Mais il ne suffit pas de simples analogies pour construire un propos, encore faut-il l'incarner au travers du récit et de l'action. Alors ce n'est sans doute pas ce que Gunn cherche
vraiment à raconter au fond, si l'on en croit le début et le discours final de Superman - oui, parce que c'est un film assez didactique dans les dialogues - il cherche davantage à montrer que l'ErReUr EsT hUmAiNe et que Superman, comme tout le monde, fait du mieux qu'il peut. C'est tout à fait mignon mais...ça non plus ce n'est pas vraiment ancré dans les actes du héros. Toutes ces sincères intentions se diluent et se perdent dans une accumulation de péripéties désincarnées qui croulent sous le poids de la surenchère de détails SF/cosmiques/
comics creux. Nanites, rivière anti-proton, univers de poche, Element Man, Ultraman, amibe interdimensionnelle, kaiju...et ce putain de clébard qui revient sans cesse. C'est bon, James, on a compris que tu n'avais plus aucun complexe vis-à-vis du matériau de base, que tu pouvais tout faire, que tu veux tout mettre, montrer comme
Superman ça peut aussi être chelou, aussi loufoque que
Les Gardiens de la galaxie, et donc piocher dans la myriade d'idées farfelues nées durant le
Silver Age des
comics. Après tout, on a déjà eu la version Donner et la version Snyder, toutes deux déjà radicalement différentes, et c'est tout à son honneur de proposer une approche qui tranche avec ses prédécesseurs. Le souci, c'est que ça se fait cette fois au détriment de l'histoire, reléguée au second plan, là où c'était au service du fond dans ses précédents films. Je ne suis pas particulièrement fan du dernier
Gardiens de la galaxie mais putain, ces cyber-bestioles m'avaient fait pleurer. Ici, ça manque de gravitas, notamment dans la redite des précédentes adaptations (l'aspect politique sur les droits de Superman déjà mais également tout ce que le film évoque de la différence entre destinée et éducation était au cœur de
Man of Steel alors qu'ici c'est trop secondaire pour toucher) dont l'action était également plus impressionnante.

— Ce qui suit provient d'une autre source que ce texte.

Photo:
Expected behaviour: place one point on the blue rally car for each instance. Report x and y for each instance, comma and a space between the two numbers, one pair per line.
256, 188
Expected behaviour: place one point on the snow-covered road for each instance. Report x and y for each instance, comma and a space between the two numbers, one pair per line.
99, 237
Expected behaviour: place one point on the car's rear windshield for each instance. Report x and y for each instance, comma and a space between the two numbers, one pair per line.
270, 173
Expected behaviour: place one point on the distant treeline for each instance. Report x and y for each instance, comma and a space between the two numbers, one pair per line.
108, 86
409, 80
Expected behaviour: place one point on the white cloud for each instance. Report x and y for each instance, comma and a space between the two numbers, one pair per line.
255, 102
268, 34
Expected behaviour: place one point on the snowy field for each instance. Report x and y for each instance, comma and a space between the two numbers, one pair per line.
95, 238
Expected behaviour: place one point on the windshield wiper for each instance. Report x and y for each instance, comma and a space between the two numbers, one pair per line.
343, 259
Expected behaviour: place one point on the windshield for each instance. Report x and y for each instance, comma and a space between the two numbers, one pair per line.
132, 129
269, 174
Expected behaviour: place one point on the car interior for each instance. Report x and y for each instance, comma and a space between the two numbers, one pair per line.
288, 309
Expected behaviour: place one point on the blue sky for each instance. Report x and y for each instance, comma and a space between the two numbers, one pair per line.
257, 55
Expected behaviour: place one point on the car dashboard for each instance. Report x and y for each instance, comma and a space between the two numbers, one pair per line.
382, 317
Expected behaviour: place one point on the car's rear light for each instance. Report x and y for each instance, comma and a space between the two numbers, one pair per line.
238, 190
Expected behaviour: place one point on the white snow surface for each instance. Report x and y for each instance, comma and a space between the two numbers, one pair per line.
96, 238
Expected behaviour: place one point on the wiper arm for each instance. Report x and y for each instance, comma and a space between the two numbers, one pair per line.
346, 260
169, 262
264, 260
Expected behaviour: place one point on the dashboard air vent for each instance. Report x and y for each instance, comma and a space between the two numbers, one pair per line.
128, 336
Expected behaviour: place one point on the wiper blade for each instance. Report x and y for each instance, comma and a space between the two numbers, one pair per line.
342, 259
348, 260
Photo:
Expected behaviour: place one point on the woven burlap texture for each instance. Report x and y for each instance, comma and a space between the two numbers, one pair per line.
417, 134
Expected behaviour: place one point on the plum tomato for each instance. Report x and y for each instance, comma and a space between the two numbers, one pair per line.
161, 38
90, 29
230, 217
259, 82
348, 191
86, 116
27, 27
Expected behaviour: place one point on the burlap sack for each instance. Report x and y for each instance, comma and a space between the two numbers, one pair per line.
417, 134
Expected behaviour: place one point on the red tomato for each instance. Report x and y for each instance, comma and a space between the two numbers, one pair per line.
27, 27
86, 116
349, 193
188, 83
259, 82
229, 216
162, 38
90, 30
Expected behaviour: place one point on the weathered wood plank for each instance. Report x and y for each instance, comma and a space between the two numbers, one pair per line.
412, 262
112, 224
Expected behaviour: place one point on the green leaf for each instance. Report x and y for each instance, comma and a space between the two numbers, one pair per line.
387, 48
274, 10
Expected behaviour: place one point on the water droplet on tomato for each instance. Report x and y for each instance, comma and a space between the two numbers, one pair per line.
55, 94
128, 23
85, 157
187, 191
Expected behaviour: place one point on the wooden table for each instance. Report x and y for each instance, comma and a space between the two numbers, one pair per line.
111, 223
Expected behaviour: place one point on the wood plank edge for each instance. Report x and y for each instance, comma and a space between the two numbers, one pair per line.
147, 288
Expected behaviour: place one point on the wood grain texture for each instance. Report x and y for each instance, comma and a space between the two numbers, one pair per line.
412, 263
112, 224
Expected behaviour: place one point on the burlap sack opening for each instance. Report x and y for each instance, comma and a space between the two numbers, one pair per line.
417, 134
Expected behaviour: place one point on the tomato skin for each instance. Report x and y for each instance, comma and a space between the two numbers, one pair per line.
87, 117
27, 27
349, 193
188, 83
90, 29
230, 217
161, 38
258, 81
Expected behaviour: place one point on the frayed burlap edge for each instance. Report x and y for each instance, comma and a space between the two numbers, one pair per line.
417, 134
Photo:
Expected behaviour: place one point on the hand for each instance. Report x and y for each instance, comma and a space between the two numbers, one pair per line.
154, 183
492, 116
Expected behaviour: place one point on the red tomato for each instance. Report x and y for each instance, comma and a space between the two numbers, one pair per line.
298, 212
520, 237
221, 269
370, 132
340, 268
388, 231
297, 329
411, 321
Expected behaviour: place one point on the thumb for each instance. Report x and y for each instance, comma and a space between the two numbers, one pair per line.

En fait, c'est la version dessin-animé du mercredi/samedi matin, avec son 1.85 à grand angle aussi grossier que le jeu de l'actrice qui fait Ma Kent - mais qui passe finalement pas trop trop mal dans le contexte, en dehors de quelques plans pas jojo - et sa photo surexposée prête-à-streamer. Les puristes seront contents que leur chouchou Nathan Fillion joue un Guy Gardner qui a bien sa coupe au bol de merde et son perfecto. Et les gamins, comme mon fils de neuf ans, ont un Superman qui ne dénuque pas le méchant à la fin. C'est loin d'être honteux, vraiment. J'ai beaucoup aimé le cast et je serai curieux de les voir dans un film plus tenu. Parce qu'en l'état, il y a certainement du cœur dans ce
Superman et ce que Gunn croit être des couilles mais pas beaucoup du reste du corps.